Mas a vida nos reserva surpresas. Após me apaixonar pela primeira vez e me mudar pra São Paulo por causa desse amor, sofri um dos piores términos possíveis (ele terminou comigo por whatsapp). Nesse momento, apenas um estilo musical me entendia e expressava a dor que eu sentia: o sertanejo. A partir daí eu só consegui escutar sertanejo, principalmente sofrência, com uma leve identificação maior com as cantoras femininas, é claro. Como eu só escutava sertanejo, consequentemente eu só consegui compor sertanejo, e compor essas músicas foi a forma que encontrei de superar a dor de cotovelo. Eu compunha essas músicas por prazer, ou talvez por necessidade

Durante a pandemia, a vida de Zerzil sofreu alguns impactos, mas não sem deixar de lado a vertente artística.

Em minha vida nunca fiquei preso em uma só coisa, sempre conciliei os estudos de música com os de medicina, depois de formar nas duas áreas, segui conciliando as carreiras. Hoje trabalho durante três dias da semana como médico e os outros quatro dedico às artes, além de estarmos gravando duas músicas no momento e produzindo um clipe inteiramente virtual, gravado no Minecraft, também estou me formando em cinema, curso que resolvi fazer para aprimorar meus clipes.
A música é tanto refúgio para momentos de crise como esse, como também pode ser um manifesto contra os absurdos políticos que estamos vivendo.

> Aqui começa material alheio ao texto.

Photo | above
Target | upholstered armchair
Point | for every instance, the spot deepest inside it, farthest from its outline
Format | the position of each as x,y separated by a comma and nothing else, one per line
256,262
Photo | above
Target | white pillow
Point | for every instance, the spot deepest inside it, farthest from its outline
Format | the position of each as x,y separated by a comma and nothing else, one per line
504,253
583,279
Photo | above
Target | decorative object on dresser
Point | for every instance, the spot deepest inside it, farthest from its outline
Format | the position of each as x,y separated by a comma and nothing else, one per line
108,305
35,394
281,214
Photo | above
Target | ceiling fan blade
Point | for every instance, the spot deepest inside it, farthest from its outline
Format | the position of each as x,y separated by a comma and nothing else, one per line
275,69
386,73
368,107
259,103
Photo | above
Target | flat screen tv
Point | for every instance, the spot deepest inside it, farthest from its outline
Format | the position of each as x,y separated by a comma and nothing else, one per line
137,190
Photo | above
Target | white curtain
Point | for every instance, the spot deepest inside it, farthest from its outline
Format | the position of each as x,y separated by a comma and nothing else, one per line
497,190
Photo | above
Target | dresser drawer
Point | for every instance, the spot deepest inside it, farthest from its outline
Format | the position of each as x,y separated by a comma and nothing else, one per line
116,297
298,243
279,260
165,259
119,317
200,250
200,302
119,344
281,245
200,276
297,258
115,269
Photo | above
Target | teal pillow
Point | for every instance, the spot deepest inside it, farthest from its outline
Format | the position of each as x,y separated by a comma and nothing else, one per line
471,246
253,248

A música é entretenimento, mas também pode ser revolucionária, tanto sendo explícito em letras políticas, ou mesmo quando artistas queers assumem um lugar que era de alguma forma vetado a eles. Se a música é seu sonho, escute, estude, cante, toque, treine… “A prática leva a perfeição” é um ditado que funciona na música como em nenhuma outra área, só nunca se esqueça de defender o que você acredita. Temos muitos artistas incríveis em vários estilos musicais, aprenda o que você tiver que aprender com todos eles, escute de tudo, sem preconceitos. Não importa com qual estilo você queira trabalhar, quanto mais você beber das diversas formas de arte, mais ferramentas você terá para expressar a sua própria verdade.

Não deixe de conferir todos os sucessos do Queernejo, já disponíveis em todas as mídias digitais.